How Our Underwriting Team Can Help You Make A Difference To Your Clients

One of the most important aspects to placing more business is a knowledgeable underwriting team to be your advocate for those challenging cases.  Our Life Underwriting team has a philosophy we call “never say never”.

We don’t give up on a case because it’s difficult.  We take on the challenge and look outside the box for solutions.

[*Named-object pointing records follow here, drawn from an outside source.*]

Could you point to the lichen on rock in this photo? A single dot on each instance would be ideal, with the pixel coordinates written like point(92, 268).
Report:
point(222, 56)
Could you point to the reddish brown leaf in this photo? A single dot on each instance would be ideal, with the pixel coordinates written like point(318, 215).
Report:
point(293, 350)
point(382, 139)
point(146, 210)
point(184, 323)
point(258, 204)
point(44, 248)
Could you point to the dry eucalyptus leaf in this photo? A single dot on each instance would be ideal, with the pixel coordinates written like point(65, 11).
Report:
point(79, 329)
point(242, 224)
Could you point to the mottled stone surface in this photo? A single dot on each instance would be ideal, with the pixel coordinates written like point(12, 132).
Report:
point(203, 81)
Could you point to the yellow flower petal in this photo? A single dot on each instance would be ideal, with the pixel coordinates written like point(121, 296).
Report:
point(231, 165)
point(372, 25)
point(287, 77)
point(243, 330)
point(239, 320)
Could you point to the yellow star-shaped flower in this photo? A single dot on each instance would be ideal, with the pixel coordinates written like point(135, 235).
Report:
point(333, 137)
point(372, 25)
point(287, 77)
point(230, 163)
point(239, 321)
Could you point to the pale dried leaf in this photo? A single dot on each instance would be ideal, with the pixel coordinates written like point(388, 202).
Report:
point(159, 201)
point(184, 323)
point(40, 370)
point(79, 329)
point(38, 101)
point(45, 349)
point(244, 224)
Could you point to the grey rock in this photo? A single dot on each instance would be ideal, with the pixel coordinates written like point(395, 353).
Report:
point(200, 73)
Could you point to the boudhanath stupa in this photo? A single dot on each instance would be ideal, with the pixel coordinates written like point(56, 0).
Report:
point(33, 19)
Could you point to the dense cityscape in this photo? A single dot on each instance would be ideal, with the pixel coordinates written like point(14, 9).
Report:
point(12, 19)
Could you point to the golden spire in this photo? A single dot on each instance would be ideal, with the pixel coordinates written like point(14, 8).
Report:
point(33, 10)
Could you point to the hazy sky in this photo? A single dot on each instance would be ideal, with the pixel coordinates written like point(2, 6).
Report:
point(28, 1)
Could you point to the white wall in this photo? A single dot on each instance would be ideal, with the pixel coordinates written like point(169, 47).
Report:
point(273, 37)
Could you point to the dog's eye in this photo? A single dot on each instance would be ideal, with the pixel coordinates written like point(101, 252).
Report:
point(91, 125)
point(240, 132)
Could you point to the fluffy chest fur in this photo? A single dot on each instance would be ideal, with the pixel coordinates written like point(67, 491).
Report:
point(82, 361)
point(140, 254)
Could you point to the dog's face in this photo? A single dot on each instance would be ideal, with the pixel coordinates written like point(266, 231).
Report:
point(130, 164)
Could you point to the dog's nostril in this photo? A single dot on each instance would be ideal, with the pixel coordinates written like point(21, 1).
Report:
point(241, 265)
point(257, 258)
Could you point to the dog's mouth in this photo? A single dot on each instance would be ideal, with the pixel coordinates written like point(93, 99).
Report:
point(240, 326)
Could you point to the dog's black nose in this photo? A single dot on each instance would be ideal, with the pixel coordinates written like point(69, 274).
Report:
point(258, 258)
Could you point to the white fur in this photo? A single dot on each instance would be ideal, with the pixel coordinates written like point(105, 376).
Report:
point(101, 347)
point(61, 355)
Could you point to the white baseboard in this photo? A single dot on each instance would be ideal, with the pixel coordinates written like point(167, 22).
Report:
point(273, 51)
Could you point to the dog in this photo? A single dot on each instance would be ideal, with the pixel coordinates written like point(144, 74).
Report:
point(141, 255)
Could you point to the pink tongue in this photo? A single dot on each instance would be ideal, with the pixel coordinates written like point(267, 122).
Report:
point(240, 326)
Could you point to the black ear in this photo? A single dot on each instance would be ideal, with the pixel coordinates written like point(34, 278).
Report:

This innovation sets us apart from the rest and helps to get more cases placed for your clients.

Here are some case examples:

#1:  We were presented with case on a 52 year old dentist seeking $3 million of term coverage.  A recent lab panel for a carrier where he applied and was declined produced the following abnormalities:

  • Liver function tests:  ALT of 71 (on a normal scale of 0-45) and GGTP of 743 (on a normal scale of 2-65);  An alcohol marker and Hepatitis screen were not performed
  • Abnormal liver function tests have been noted since 1987
  • 10/2006 Liver biopsy showed mild to moderate fatty changes and mild liver scarring

If you noted the elevated GGTP alone which is about 11.5 times the normal value, an automatic decline probably came to your mind.  Some BGA underwriters may not have taken the chance to even send this case out for any opinions.  We discussed with our carriers and one was willing to look at the file.  After complete review, we received a Table 4 offer from this carrier.  Case was placed!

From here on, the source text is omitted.